Victoria Alice Coates, BVMSci (Hons) MRCVS 1*

1 Lumbry Park Veterinary Specialists, Selborne Road, Alton, Hampshire GU34 3HL
* Corresponding author email:

Vol 8, Issue 4 (2023)
Submitted 20 May 2023; published: 13 Dec 2023; next review: 28 Apr 2025

PICO question

In dogs with chronic enteropathy (idiopathic inflammatory bowel disease) is budesonide more effective than prednisolone or prednisone in resolving clinical signs or improving the canine inflammatory bowel disease (IBD) activity index (CIBDAI) or the canine chronic enteropathy clinical activity index (CCECAI)?

Clinical bottom line

Category of research


Number and type of study designs reviewed

One double-blinded randomised control trial.

Strength of evidence


Outcomes reported

The outcome of this study identified that no significant differences in remission rates (> 75% decrease in CIBDAI scores) were observed between the prednisone and budesonide groups. Frequency of adverse effects were also similar between the two groups.


A single study with moderate power of evidence alongside some significant limitations, particularly population size, cannot be used as the sole provider of an answer to the PICO question. As such, further studies with greater power would be required before a definitive assessment of comparative treatment efficacy can be made.

How to apply this evidence in practice

The application of evidence into practice should take into account multiple factors, not limited to: individual clinical expertise, patient’s circumstances and owners’ values, country, location or clinic where you work, the individual case in front of you, the availability of therapies and resources.

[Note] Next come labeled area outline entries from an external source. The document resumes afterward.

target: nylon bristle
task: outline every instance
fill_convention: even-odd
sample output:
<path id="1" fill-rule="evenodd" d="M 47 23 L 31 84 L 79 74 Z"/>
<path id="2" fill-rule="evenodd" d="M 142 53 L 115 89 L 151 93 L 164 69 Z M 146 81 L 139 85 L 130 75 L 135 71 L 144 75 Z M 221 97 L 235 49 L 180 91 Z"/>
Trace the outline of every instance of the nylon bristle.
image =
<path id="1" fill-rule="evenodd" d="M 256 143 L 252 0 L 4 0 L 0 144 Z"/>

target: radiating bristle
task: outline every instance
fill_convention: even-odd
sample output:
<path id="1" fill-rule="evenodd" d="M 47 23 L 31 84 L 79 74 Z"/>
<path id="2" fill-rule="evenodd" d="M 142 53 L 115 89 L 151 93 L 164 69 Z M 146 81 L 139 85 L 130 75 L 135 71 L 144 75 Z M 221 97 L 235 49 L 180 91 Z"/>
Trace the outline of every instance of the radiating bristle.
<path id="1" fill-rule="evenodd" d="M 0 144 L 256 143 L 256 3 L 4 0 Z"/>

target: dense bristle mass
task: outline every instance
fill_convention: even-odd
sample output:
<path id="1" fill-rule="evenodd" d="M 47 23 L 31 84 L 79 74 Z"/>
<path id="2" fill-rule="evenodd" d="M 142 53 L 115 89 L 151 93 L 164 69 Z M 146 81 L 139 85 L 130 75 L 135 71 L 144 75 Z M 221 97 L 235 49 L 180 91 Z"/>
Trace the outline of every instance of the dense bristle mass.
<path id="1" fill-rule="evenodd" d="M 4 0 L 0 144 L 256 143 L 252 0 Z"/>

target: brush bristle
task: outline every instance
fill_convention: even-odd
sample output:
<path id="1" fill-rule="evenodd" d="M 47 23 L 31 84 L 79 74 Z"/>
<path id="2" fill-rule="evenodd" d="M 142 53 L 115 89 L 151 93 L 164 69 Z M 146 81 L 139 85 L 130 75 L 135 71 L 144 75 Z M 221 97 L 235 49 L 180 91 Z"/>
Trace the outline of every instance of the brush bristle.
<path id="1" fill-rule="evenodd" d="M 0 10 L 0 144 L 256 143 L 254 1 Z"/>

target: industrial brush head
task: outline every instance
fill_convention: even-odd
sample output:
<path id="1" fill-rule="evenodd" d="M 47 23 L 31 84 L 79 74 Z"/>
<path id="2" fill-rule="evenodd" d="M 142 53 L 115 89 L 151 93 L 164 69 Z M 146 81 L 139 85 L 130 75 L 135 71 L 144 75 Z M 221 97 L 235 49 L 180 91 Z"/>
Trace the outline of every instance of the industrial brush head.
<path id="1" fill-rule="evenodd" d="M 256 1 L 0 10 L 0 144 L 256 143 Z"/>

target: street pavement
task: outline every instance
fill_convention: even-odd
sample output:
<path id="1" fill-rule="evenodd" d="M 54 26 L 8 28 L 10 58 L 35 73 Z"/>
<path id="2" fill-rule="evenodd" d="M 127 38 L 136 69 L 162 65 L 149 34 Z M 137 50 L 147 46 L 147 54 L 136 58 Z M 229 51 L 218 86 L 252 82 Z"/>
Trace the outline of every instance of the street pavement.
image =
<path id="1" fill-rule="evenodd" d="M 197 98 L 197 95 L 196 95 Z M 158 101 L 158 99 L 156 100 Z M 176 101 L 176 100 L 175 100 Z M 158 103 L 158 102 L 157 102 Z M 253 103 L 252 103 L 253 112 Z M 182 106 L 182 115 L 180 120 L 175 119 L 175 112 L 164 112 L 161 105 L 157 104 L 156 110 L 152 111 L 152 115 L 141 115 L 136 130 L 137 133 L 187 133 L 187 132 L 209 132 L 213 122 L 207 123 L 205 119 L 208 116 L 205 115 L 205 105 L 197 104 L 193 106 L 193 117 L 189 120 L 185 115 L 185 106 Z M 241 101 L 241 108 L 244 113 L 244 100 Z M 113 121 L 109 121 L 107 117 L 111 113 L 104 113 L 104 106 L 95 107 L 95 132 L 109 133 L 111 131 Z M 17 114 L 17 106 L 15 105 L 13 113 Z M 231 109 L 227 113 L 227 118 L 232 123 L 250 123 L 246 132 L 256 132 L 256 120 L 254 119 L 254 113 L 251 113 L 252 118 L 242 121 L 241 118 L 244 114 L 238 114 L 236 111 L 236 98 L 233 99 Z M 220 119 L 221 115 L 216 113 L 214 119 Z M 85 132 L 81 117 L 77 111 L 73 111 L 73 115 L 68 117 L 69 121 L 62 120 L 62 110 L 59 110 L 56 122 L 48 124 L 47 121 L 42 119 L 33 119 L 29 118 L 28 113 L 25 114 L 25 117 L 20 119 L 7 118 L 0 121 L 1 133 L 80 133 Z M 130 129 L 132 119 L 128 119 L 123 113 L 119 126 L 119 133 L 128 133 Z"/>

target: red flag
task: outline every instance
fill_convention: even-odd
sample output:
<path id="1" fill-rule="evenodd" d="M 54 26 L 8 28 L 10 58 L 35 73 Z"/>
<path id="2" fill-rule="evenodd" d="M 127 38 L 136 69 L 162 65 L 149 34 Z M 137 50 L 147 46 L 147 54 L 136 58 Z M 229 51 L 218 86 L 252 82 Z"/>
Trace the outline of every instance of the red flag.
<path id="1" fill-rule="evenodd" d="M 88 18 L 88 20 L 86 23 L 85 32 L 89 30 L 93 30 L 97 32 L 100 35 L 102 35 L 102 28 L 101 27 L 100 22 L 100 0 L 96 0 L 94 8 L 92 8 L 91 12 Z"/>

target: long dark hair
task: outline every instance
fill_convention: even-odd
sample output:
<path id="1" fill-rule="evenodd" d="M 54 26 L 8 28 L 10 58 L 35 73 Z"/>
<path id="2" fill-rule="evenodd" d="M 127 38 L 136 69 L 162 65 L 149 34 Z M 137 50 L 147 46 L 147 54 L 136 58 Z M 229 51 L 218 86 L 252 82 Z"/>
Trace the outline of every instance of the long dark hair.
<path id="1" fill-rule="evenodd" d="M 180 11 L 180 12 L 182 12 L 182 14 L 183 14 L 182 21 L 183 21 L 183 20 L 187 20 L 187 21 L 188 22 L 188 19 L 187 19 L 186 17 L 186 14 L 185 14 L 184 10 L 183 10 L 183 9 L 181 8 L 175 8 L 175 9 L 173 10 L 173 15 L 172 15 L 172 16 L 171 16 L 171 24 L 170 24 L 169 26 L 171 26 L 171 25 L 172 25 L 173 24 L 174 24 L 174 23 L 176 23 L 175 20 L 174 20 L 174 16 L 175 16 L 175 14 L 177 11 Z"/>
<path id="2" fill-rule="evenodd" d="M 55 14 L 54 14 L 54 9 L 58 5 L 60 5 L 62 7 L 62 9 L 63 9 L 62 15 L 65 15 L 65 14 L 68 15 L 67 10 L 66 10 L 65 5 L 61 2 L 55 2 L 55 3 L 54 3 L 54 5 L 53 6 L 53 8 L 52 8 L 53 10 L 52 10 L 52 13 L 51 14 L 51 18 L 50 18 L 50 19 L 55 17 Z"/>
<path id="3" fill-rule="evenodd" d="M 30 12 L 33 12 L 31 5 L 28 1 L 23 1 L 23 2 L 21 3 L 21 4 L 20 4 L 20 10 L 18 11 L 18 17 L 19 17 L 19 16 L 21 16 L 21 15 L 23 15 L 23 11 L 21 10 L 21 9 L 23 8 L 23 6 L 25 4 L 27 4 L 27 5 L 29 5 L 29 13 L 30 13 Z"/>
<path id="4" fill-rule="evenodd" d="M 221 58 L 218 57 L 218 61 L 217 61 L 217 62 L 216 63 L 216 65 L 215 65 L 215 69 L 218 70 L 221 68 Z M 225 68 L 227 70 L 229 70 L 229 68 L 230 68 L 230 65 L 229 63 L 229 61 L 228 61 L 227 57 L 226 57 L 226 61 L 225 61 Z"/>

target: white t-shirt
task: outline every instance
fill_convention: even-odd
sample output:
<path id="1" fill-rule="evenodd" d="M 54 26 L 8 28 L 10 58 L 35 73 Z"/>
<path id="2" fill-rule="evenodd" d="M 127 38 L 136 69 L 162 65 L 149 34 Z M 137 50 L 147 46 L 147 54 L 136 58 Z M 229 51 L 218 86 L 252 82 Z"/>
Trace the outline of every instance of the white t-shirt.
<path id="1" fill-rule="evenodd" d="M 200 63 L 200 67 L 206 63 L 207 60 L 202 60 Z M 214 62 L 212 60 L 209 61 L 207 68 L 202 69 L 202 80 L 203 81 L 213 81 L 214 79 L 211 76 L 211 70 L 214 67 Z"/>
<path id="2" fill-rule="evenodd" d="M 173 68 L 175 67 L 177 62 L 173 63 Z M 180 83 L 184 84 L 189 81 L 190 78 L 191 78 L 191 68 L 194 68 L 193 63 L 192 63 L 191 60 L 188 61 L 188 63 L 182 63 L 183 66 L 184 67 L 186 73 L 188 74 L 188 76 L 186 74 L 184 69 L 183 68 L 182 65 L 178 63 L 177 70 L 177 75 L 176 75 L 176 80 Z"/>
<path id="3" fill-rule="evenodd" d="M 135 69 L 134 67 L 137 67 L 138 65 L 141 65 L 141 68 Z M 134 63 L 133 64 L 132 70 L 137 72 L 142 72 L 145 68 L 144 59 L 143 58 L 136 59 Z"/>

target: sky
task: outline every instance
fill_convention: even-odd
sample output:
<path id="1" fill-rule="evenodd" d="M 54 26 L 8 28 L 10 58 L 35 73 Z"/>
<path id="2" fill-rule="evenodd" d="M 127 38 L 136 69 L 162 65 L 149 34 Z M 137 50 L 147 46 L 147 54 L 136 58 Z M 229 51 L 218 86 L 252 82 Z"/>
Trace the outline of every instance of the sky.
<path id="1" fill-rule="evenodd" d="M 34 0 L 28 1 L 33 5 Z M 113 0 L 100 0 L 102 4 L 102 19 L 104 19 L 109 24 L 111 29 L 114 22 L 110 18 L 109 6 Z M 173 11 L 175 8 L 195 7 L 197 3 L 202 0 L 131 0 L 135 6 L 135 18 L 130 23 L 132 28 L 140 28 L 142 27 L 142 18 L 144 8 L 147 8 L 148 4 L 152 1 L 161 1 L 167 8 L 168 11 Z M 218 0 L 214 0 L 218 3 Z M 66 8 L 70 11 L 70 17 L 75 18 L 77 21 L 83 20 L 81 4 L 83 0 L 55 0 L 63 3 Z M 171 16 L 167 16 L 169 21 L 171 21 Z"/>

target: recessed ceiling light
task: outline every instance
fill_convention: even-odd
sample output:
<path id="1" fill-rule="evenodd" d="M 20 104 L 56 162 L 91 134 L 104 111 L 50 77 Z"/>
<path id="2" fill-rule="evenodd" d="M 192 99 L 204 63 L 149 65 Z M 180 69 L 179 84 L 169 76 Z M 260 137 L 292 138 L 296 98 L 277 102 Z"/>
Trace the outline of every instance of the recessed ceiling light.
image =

Knowledge Summaries are a resource to help reinforce or inform decision making. They do not override the responsibility or judgement of the practitioner to do what is best for the animal in their care.

Clinical scenario

A veterinarian working in clinical practice has diagnosed a 5-year-old female neutered cross breed dog with a chronic enteropathy (idiopathic inflammatory bowel disease) through a lack of response to dietary and microbiome manipulations, and identification of lymphoplasmacytic inflammation on mucosal biopsies obtained via gastroduodenoscopy. The veterinarian would like to start the dog on the most effective first-line immunosuppressive medication to improve the dog’s Canine Inflammatory Bowel Disease Activity Index (CIBDAI) score and is wondering whether budesonide would be more effective than prednisone.

The evidence

The search identified one double-blinded randomised treatment control trial that was related to the PICO question. The experimental design enabled the provision of a high strength of evidence as the study was well planned, patient follow-up was good, and the study was conducted in a clinical setting. The main limitation of the study was the small sample size limiting the power of the statistical analysis.

Summary of the evidence

Dye et al. (2013)


Dogs more than 3 kg in bodyweight with a diagnosis of idiopathic inflammatory bowel disease (IBD).

Sample size:

40 dogs.

Intervention details:

Diagnostic interventions before entry into the study:

  • Complete blood count and biochemistry profile.
  • Urinalysis.
  • Abdominal ultrasound.
  • Faecal direct smear and zinc sulphate flotation.
  • Histopathological review of mucosal biopsy specimens (obtained from gastroduodenoscopy, colonoscopy or both) performed by a single board-certified pathologist.

Treatment regimen:

  • Dogs were randomised by a computer-generated schedule into one of two treatment groups.
  • The prednisone group (n = 20) received prednisone per os at a dosage of 1 mg/kg q12h for 3 weeks, then 0.5 mg/kg q12h for 3 weeks.
  • The budesonide group (n = 20) received powder-based budesonide in capsule form with dosage based on bodyweight as follows: 3–7 kg: 1 mg budesonide q24h; 7.1–15 kg: 2 mg budesonide q24h; 15.1–30 kg: 3 mg budesonide q24h; > 30 kg: 5 mg budesonide q24h. The dosage was continued for the 6-week duration of the study.
  • No other medications were administered for treatment of idiopathic IBD during the 6-week study period. Antibiotics were administered for other conditions (urinary tract infection, pyoderma) if indicated.
  • Dogs were continued on the same diet; dietary changes were not allowed during the study period.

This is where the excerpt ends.